AETHER REALM
"Redneck Vikings From Hell"

(Napalm)

01. Redneck Vikings from Hell
02. Goodbye
03. Lean Into the Wind
04. Hunter
05. Guardian
06. One Hollow Word
07. She's Back
08. Slave to the Riff
09. Cycle
10. TMHC
11. Craft and the Creator

RATING: 8.5/10

It might be a slight exaggeration to say that AETHER REALM are attempting to be all of your favorite bands at the same time, but they're certainly demonstrating a phenomenal grasp of multiple metallic disciplines on "Redneck Vikings From Hell". Perhaps mindful that bands from the US generally don't sound like they've been brandishing swords in moonlight forests, there is plenty of straightforwardly modern and melodic metal lurking at the heart of this record. But the overall impression given is of a band that are so thrilled by metal's limitless possibilities that they feel compelled to ensure that as many different strains of it as possible dance to their tune. If you're a fan of melodic death metal, folk metal, progressive metal or old-school heaviness, the North Carolina quartet have you covered. "Redneck Vikings From Hell" is a riotous celebration of modern metal's myriad potent strains, and that's a laudable endeavor in itself. What is far more surprising is how skillfully AETHER REALM have managed to straddle all these stylistic variants while never sounding like a band in search of a coherent identity. Doubtless we all die a little when some gurning TV judge credits some howling cretin with "making the song their own," but that's exactly what AETHER REALM do here, again and again, as they peel off stirring refrain after lacerating hook, always sounding like a robust and characterful unit, but one in thrall to metal's universality, rather than merely exploiting its niche potential.
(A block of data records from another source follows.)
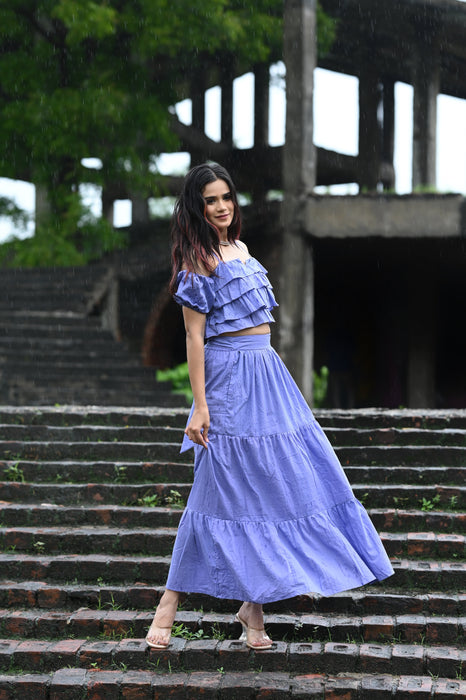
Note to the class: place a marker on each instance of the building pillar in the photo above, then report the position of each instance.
(388, 137)
(426, 83)
(369, 129)
(198, 89)
(422, 343)
(261, 125)
(299, 179)
(108, 206)
(226, 119)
Of course, if you only listen to the first few bars of the opening title track, you could be forgiven for thinking that AETHER REALM are firmly on a Scandinavian folk metal tip and that this is squarely aimed at ENSIFERUM and FINNTROLL fans. Not that the Americans sound like they're copying anyone, but it's an anthem that will resonate particularly strongly in Europe, where this kind of thing packs a considerable commercial punch, and the raucous, beer-swilling jollity of the whole thing is undeniable. Once you spot the clattering banjos and other deft nods to Americana, the fiendish nature of AETHER REALM's masterplan becomes apparent. As we rattle through a following tsunami of giant sing-alongs and moments of startlingly inventive extremity, it's obvious that AETHER REALM are smarter than the average metal band, and that maybe it is possible to be all things to all metal people. "Goodbye" is a glorious slice of grandiose, mid-paced melo-death, with shades of PARADISE LOST and SENTENCED in the riffing and brief bursts of spectral EDM lurking in the background. It is, like everything else here, obnoxiously catchy and convincing. "Lean Into the Wind" ratchets up the symphonic quotient, welding it to some blistering, state-of-the-art death metal fury, eviscerating blastbeats included. "Hunger" is another wild hybrid of melodic brutality and sparkling, symphonic touches, like OMNIUM GATHERUM on a runaway hearse-ride to hell, before the chorus kicks in and the box marked "power metal splendor" is ticked with one masterful swish of the AETHER REALM scythe.

Somehow, that versatility is maintained throughout "Redneck Vikings From Hell", with a wide array of familiar tropes being polished and repurposed, all in the service of a band who seem to know exactly who they are, despite their eclectic tastes. The closing "Craft and the Creator" hammers the point home: 11 minutes of sublime progressive heaviness with several colossal melodies and dynamics to die for; it's an audacious end to an album that aims to please and leaves no stone unturned in the process. Most importantly, this is guaranteed to be one of the most straightforwardly entertaining metal albums of the year. This could – maybe should – be huge.